William Rupert Newland (5 February 1919 – 30 April 1998) was a New Zealand-born studio potter who lived in England after the Second World War.

From 1945 to 1947 he studied painting at the Chelsea School of Art. He studied art education at the Institute of Education from 1947 to 1948 where he learned pottery under Beth Wright, who sent him to the Central School of Art and Design in 1948. There he studied ceramics under Dora Billington. He taught evening classes in ceramics at the Central School of Art & Design from 1949 to 1965. In 1949 he began a teaching career at the Institute of Education, where his students included James Tower, Nicholas Vergette and Margaret Hine. Newland and Hine married in 1950. He continued at the Institute until 1982, when he retired from teaching

In 1949, Newland, Vergette and Hine visited Málaga in Spain where they saw tin-glazed earthenware. In 1950, they set up a studio in London working in this medium, which was very different from the prevailing fashion for high-fired stoneware represented by Bernard Leach. Their first exhibition included tiles and walls panels, as a result of which they were commissioned to decorate several coffee bars, which were then new and fashionable. Newland and Hine decorated the Golden Egg chain of coffee bars and restaurants in the 1960s.

As their work showed the influence of Picasso, Bernard Leach derisively called them "Picassoettes". Picasso had been making tin-glazed pottery in the south of France since the end of the war. In 1950 the Arts Council mounted an exhibition called "Picasso in Provence". The potter Kenneth Clark described Picasso's influence on ceramics as follows: "During this period of change Picasso with his daring, invention, colour-sense and imagination, shattered and shocked the traditionalist potters with his experiments in ceramics. ... [H]e added fresh life and new direction to ceramics ... " Newland himself said, "It wasn't that we were anti-Leach - but there were other things to do."
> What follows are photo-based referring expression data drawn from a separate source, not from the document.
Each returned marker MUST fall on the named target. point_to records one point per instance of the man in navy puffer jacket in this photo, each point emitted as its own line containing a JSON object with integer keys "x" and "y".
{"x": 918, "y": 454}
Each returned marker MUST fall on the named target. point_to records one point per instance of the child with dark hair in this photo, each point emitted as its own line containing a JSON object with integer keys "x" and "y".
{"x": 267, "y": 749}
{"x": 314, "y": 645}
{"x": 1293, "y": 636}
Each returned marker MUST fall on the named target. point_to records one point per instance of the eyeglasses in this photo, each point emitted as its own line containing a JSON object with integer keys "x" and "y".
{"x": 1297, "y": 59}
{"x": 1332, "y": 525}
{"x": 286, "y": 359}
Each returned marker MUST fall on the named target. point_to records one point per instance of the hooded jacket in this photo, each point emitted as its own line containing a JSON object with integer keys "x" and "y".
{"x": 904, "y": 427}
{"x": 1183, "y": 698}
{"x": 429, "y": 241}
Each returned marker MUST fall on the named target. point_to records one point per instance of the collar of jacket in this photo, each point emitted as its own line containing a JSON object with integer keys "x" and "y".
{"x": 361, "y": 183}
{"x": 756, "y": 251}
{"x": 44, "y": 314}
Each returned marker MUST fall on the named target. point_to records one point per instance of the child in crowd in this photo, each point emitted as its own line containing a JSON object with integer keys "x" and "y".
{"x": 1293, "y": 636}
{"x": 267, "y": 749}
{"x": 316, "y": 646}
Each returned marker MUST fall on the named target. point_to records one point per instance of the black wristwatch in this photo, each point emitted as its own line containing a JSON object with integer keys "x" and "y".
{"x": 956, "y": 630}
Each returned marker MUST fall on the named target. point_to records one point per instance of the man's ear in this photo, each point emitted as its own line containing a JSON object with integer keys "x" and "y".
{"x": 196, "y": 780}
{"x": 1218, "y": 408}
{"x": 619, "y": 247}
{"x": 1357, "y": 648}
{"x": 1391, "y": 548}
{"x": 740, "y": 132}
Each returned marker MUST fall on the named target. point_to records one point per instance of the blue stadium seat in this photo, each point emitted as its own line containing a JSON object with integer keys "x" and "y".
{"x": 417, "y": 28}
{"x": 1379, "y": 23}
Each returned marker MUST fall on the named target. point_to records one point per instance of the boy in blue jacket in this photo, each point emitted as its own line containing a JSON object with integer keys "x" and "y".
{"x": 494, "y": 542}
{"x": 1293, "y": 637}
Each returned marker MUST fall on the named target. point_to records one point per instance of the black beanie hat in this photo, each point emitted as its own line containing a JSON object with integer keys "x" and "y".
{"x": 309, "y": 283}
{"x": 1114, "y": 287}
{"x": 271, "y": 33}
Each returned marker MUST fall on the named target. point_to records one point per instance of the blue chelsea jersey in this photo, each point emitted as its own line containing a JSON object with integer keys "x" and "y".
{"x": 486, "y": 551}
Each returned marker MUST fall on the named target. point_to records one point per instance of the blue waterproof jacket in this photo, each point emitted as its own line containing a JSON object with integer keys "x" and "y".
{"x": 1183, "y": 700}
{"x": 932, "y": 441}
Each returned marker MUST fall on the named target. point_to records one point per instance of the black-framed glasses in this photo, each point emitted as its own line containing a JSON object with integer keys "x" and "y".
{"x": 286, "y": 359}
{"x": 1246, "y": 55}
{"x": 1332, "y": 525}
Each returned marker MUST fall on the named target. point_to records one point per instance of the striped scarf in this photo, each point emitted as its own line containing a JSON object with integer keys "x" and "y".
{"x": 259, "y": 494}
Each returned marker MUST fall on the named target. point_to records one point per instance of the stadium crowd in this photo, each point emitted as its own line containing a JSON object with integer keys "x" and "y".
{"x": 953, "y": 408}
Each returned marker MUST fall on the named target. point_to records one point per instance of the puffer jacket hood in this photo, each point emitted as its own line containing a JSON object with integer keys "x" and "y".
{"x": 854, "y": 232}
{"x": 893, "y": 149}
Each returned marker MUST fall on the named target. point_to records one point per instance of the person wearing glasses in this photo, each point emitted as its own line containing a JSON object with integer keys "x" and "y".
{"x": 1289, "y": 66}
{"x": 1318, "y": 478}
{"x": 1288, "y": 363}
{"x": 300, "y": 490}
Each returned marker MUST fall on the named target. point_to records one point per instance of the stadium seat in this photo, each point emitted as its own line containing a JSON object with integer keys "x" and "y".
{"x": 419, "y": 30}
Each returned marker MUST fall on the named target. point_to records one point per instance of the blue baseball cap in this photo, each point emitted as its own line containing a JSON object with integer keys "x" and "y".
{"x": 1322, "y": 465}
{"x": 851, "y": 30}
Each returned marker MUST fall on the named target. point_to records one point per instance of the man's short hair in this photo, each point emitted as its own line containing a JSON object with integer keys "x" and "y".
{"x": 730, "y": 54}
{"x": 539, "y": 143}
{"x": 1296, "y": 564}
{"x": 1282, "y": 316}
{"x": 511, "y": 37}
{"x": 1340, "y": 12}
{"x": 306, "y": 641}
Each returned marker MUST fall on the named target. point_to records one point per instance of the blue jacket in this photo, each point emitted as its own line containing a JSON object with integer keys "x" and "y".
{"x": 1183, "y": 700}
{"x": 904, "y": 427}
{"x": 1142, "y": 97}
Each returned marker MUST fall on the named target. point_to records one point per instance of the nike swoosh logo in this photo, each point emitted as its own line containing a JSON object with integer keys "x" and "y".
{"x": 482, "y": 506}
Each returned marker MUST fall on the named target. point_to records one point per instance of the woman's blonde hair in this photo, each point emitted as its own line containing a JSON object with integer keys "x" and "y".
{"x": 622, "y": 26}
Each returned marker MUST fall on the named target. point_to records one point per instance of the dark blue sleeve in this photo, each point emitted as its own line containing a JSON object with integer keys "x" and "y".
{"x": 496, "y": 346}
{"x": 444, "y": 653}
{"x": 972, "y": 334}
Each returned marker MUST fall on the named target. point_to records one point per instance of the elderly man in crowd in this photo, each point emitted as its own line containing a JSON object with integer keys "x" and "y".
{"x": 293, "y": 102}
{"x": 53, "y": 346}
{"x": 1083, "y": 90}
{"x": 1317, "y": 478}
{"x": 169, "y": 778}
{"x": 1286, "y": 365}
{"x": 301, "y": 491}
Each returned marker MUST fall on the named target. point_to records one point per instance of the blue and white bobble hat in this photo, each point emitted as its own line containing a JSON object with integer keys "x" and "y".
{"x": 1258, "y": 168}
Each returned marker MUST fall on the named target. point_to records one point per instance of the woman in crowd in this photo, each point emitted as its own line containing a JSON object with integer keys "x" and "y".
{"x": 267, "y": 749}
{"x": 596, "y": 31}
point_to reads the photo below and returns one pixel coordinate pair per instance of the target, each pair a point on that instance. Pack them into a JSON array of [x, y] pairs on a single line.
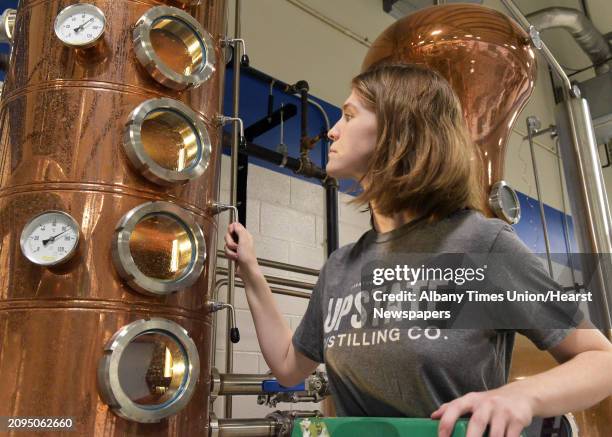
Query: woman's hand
[[505, 410], [241, 250]]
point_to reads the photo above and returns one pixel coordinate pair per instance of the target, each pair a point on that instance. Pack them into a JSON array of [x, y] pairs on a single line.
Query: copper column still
[[65, 116], [488, 60]]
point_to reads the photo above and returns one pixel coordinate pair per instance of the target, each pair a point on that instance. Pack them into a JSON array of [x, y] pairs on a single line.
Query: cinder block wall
[[286, 215]]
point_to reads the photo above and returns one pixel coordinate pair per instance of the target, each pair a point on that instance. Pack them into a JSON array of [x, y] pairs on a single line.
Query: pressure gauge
[[80, 25], [50, 238], [505, 203]]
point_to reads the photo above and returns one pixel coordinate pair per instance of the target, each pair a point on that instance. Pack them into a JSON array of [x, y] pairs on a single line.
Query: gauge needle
[[82, 26], [52, 239]]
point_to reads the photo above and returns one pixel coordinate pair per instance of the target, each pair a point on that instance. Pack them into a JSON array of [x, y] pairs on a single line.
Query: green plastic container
[[376, 427]]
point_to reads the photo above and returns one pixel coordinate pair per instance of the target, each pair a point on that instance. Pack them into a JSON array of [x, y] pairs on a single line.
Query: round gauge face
[[80, 25], [50, 238]]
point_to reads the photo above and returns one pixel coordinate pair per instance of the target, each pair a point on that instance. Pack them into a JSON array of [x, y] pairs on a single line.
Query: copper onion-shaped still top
[[484, 55]]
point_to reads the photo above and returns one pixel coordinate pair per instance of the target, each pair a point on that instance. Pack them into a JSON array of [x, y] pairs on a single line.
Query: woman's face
[[354, 139]]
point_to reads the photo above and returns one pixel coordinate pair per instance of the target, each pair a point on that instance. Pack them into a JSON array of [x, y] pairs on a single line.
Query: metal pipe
[[280, 265], [229, 349], [242, 427], [242, 384], [550, 59], [530, 127], [582, 29], [331, 204], [215, 295], [589, 202], [277, 280], [565, 227]]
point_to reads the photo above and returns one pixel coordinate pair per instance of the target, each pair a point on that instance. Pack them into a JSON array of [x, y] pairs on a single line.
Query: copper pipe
[[62, 118]]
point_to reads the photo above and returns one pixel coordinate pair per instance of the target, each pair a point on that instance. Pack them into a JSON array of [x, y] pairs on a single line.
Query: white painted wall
[[286, 215]]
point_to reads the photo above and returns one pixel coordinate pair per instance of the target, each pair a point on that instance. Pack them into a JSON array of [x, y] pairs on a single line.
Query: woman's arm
[[274, 335], [583, 380]]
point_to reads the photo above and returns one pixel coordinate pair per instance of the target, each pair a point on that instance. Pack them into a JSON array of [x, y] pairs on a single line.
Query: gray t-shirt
[[377, 372]]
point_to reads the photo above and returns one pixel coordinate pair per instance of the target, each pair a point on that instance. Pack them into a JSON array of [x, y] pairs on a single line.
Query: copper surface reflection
[[152, 369], [161, 247], [170, 140], [177, 46], [483, 54]]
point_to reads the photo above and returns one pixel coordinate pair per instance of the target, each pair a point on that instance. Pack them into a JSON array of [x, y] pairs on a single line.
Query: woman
[[403, 137]]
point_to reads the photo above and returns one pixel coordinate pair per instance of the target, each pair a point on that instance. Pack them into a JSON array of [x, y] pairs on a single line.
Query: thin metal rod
[[540, 202], [550, 59], [229, 350], [277, 280], [215, 296], [565, 227], [279, 265]]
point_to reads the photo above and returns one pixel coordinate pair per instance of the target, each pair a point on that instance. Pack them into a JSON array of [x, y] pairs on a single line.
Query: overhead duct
[[582, 29]]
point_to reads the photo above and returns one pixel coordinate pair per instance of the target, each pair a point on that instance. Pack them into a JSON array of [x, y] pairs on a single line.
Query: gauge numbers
[[80, 25], [50, 238]]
Newland's style went out of fashion in the 1960s and most of his work for coffee bars has been lost. There has been a recent revival of interest as evidenced by the references cited below.

== Bibliography ==
- Carnegy, Daphne, Tin-glazed Earthenware (A&C Black/Chilton Book Company, 1993) ISBN 0-7136-3718-8
- Clark, Kenneth, Practical Pottery and Ceramics (Studio Books, 1964)
- Harrod, Tanya, "The forgotten fifties", Crafts, 1989, pp. 30–33.
- Reilly, Paul and Low, Helen, "London coffee bars", Architecture and Building, March 1955, pp. 83–95.